I had a colleague at work tell me – ‘I watched your language’s movie.’ I was taken aback by the ‘Your language’ comment because I had to think about what he meant by that.
A bit of context: India is a small country with great variety. Every state has its language, culture, food, dress, festivals, gods – you name it, and they have a version of their own. And growing up, we crossed many states from all over – I am a South Indian (Tamil) specifically, but I lived in Delhi, Bombay and Nagpur. And each region, north, south, central – has many versions of the language.
I remember going to Delhi and my friends commenting – ‘Oh! so you are a madrasi (from Madras)’. And I realized for the first time that this is how north people view the south people. I would go to my hometown for marriages, and people would ask why I was wearing salwar kameez instead of a half saree. And the awareness that the salwar kameez is considered north Indian.

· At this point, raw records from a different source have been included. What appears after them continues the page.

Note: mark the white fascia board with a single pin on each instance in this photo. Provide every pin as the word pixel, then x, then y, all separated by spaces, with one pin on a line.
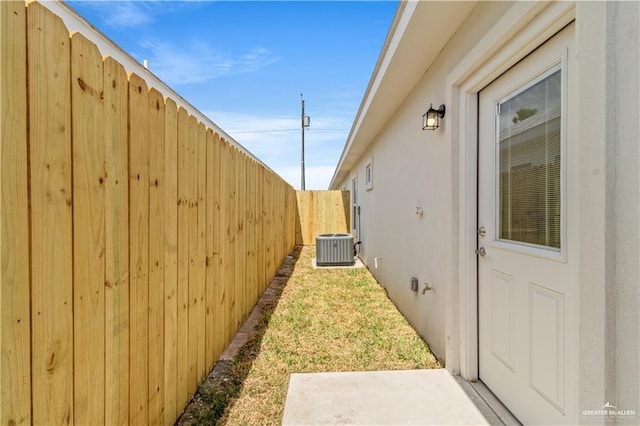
pixel 405 58
pixel 76 23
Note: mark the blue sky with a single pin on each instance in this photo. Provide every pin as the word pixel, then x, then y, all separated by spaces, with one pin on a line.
pixel 245 63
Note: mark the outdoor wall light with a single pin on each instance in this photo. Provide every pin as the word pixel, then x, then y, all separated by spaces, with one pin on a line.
pixel 431 118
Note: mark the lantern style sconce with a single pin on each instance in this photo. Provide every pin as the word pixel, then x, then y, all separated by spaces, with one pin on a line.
pixel 431 118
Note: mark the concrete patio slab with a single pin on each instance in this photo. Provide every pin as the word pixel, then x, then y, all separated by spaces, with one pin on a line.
pixel 408 397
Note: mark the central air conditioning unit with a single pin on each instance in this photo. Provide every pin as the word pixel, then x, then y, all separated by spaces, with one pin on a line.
pixel 334 250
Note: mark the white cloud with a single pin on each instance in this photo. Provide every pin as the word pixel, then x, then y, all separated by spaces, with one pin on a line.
pixel 132 13
pixel 196 62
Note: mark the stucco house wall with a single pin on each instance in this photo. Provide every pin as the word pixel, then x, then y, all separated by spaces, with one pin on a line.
pixel 433 173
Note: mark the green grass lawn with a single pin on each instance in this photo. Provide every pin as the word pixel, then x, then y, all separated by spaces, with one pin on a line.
pixel 325 320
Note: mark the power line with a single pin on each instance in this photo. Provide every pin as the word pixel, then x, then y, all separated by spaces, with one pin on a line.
pixel 286 130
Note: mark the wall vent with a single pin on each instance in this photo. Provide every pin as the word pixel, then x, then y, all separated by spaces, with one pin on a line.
pixel 334 250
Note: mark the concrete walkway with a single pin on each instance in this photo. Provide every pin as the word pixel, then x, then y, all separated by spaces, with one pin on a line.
pixel 408 397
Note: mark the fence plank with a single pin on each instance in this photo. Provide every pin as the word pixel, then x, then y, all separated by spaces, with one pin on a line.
pixel 51 215
pixel 240 255
pixel 171 263
pixel 156 254
pixel 183 256
pixel 192 377
pixel 320 212
pixel 139 248
pixel 215 178
pixel 87 108
pixel 210 269
pixel 117 245
pixel 200 206
pixel 15 346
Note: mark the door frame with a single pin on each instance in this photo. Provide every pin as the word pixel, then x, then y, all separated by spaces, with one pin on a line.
pixel 498 51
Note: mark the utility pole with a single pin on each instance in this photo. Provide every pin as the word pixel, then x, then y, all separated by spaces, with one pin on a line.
pixel 305 121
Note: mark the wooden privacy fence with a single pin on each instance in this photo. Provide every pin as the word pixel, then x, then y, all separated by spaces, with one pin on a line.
pixel 134 240
pixel 321 212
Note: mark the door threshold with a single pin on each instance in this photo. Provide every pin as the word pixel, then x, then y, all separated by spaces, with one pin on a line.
pixel 495 404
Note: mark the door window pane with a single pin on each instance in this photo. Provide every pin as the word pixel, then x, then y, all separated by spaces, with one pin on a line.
pixel 529 148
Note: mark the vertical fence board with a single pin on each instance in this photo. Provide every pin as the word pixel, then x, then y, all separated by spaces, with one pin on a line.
pixel 320 212
pixel 171 263
pixel 51 217
pixel 217 248
pixel 151 238
pixel 200 258
pixel 117 245
pixel 210 269
pixel 229 183
pixel 192 377
pixel 183 256
pixel 15 346
pixel 240 255
pixel 156 254
pixel 139 249
pixel 88 154
pixel 223 300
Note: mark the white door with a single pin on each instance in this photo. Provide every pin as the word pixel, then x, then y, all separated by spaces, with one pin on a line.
pixel 527 280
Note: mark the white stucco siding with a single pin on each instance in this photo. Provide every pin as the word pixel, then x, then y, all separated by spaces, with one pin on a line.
pixel 624 98
pixel 416 169
pixel 436 171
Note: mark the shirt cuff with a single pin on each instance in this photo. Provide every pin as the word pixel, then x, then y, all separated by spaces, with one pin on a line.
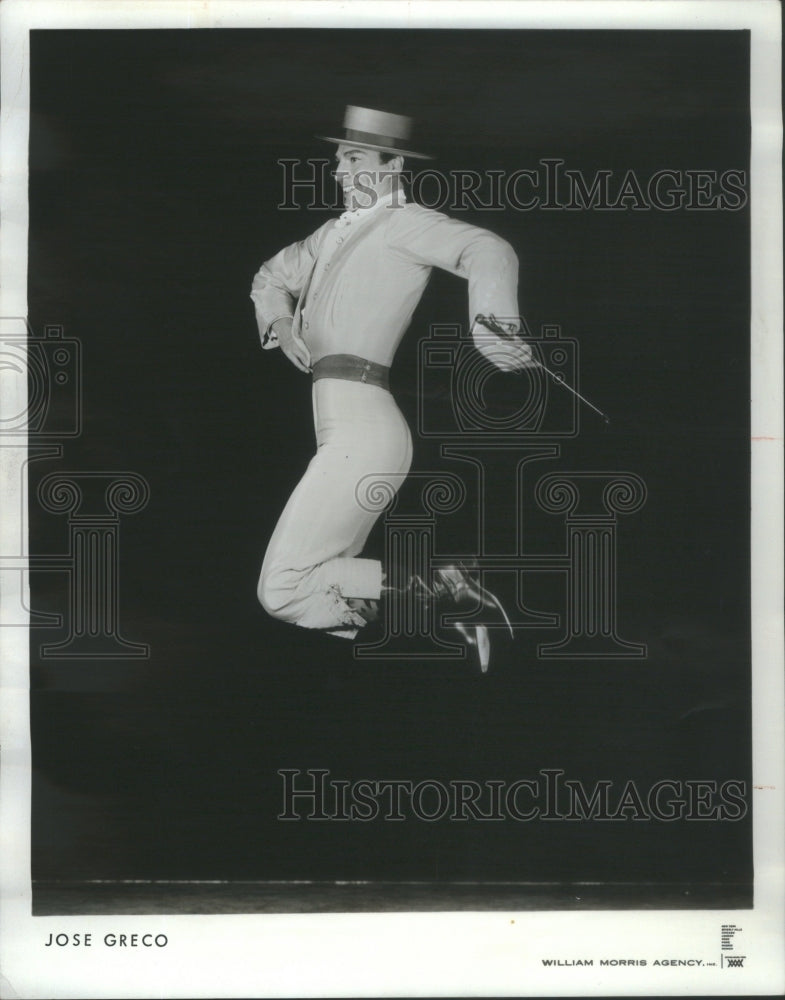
pixel 270 337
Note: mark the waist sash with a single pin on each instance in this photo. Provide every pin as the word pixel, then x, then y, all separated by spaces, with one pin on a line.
pixel 352 369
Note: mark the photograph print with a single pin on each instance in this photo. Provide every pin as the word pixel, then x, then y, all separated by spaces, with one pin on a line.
pixel 389 485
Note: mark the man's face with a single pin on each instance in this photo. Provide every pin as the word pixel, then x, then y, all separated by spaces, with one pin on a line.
pixel 363 177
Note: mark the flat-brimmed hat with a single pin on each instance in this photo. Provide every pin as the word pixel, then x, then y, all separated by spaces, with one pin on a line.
pixel 379 130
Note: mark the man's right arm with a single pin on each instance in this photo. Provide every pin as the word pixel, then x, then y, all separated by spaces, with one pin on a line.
pixel 277 286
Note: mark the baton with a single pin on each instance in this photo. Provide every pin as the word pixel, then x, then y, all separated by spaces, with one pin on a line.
pixel 492 324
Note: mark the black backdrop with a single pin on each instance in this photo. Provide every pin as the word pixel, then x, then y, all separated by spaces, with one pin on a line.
pixel 153 193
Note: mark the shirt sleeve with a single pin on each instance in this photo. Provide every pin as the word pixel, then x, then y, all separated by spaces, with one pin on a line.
pixel 488 262
pixel 278 283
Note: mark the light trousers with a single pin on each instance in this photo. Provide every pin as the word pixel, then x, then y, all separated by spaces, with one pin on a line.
pixel 311 566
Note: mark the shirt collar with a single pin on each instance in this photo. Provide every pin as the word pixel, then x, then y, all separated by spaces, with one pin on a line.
pixel 358 215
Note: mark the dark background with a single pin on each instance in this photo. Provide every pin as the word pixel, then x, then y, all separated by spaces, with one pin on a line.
pixel 153 193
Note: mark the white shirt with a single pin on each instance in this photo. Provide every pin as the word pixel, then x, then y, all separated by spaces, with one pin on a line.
pixel 351 287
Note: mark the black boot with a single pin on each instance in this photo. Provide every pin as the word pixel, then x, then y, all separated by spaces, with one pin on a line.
pixel 455 588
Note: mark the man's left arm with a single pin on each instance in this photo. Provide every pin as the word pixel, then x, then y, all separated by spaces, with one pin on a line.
pixel 490 266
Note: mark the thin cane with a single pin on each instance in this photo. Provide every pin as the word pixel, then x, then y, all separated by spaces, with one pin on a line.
pixel 492 324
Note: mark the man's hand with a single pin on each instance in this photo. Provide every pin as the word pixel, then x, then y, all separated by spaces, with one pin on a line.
pixel 501 345
pixel 293 346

My life growing up has indeed been a mixed bag. My Hindi is more fluent than my native tongue. I love the rituals of the south more than the fun of the north. I have my favourite foods from all regions. I celebrate the festivals I want from whatever area they may be. I have something that I can associate with every region. And I married an American – so, I enjoy Christmas as much as Diwali. And some years, I celebrate one or the other. Here’s the punchline – since I pick and choose from everywhere, I do not feel the need to defend any item. What do I mean by that?
I was having dinner with an Indian family, and I talked about how Pixar has a constructive criticism process for creative ideas. And somebody chipped in, stating that this is what the old directors in India used to do. When he came to the US, my dad kept comparing India to the US – what is better or not. The need to compare and defend arises only when you identify with one thing. For people like me who identify themselves in bits and pieces across everything – the need to defend does not arise. Because if I defend myself, I am contradicting myself. And honestly, I do not care – I go with what’s best and makes sense for me at that time.
Sometimes I feel that my parents wish they had ingrained the love of the south more in us because it is ‘our heritage, our culture’ after all. And I cannot associate with that ‘Our-ness’ because I do not know how. And neither do I want to – I like the freedom and flexibility to see what I like and make it my own. For example, I like vegan food because that’s what I learnt, and I have no interest in proving that Indian food is the best as it is naturally vegan.
Through this blog, I am highlighting that there are people like me who are nomads – who do not belong anywhere, and we love it. Please be aware if you are talking to folks like me who are neither here nor there. There is no right or wrong, but diversity and inclusion are the lenses we need. What lens are you wearing?